Quantifying the Contribution of Major Carbon Producers to Increasing Wildfire Risk
Date: Friday, May 16, 2023
Complete Article: Union of Concerned Scientists (USA)
A peer-reviewed study from the Union of Concerned Scientists found that 19.8 million acres of burned forest land — 37 percent of the total area scorched by forest fires in the western United States and southwestern Canada since 1986 — can be attributed to heat-trapping emissions traced to the world’s 88 largest fossil fuel producers and cement manufacturers.
Emissions from these companies and their products also contributed to nearly half of the increase in drought- and fire-danger conditions across the region since 1901.
The study — and other attribution studies like it — offers policymakers, elected officials, and legal experts a scientific basis for holding fossil fuel companies accountable for the impacts of their products and their decades-long deception efforts.
Excerpt from Report:
The question of who bears responsibility for climate change and its impacts is being actively explored in both scientific and legal realms, along the same lines as discussions of corporations’ responsibility for other damaging products.
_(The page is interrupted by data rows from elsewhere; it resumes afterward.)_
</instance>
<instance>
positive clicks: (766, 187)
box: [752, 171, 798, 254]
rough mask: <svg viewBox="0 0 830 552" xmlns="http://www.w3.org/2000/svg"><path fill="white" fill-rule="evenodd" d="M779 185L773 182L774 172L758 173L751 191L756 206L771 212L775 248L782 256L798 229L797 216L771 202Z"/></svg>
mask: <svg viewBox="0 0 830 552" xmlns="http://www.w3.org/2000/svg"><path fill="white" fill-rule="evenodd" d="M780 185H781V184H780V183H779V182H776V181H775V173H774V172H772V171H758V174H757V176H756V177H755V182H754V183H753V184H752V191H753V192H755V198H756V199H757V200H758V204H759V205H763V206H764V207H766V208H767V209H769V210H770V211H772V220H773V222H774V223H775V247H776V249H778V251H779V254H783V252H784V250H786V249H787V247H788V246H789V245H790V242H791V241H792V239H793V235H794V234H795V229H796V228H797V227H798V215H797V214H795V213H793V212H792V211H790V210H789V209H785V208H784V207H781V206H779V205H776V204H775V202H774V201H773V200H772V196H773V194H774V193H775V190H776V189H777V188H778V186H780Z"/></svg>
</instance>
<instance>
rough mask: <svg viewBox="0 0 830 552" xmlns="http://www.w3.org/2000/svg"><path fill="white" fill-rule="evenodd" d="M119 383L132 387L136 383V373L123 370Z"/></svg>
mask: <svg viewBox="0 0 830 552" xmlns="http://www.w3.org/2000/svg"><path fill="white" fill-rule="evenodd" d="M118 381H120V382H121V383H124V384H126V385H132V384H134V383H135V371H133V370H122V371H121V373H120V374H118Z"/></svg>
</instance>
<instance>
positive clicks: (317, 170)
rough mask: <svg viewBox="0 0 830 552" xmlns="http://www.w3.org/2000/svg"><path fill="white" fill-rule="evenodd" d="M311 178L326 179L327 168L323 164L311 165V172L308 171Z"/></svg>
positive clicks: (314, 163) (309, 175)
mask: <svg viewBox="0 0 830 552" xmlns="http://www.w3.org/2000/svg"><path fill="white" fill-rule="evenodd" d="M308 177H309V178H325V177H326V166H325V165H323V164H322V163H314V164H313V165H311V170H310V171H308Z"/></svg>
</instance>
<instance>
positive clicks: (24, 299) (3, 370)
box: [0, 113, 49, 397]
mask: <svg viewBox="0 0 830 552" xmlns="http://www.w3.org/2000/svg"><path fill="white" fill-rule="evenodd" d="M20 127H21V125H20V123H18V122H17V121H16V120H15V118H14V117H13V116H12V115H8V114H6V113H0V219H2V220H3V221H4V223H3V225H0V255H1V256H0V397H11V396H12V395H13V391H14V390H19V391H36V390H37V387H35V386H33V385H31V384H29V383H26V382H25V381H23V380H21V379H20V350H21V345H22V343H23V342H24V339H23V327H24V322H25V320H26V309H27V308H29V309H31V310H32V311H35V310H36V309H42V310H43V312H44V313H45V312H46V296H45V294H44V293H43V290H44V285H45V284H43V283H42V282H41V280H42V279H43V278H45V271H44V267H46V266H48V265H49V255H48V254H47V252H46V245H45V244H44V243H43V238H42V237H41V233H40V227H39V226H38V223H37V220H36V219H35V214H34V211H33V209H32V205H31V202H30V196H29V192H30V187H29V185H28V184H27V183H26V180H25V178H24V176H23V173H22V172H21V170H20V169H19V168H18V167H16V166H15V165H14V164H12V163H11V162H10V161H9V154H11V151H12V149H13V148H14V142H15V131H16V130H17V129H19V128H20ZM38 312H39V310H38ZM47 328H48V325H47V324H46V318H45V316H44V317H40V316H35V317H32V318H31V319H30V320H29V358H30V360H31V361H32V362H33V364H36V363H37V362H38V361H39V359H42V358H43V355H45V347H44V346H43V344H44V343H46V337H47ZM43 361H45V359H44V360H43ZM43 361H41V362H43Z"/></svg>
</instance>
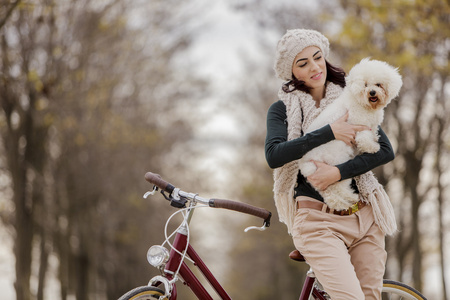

While nation-states and individuals shoulder some responsibility, corporations have historically been held accountable for at least some of the damages caused by their products, like asbestos and tobacco. Similarly, corporate entities—particularly fossil fuel companies—can and should be held accountable for climate harms.
As early as 1965, major fossil fuel companies and their industry associations were aware that the use of fossil fuels would negatively affect Earth’s climate (Franta 2018). However, rather than shifting their business models or warning policymakers and the public, for decades these companies have operated campaigns of disinformation and deception about the causes and science of climate change while throwing their financial weight behind efforts to block any meaningful climate action.
As communities in the United States and around the world increasingly turn to the courts to hold fossil fuel companies accountable for harms that were foreseen and preventable, this analysis highlights and underscores the responsibility these companies bear for the impacts and costs of climate change.
All companies operate with a social license, and companies that fail to act responsibly can lose the public’s trust. The federal government and public officials at all levels have important roles to play in establishing corporate climate accountability.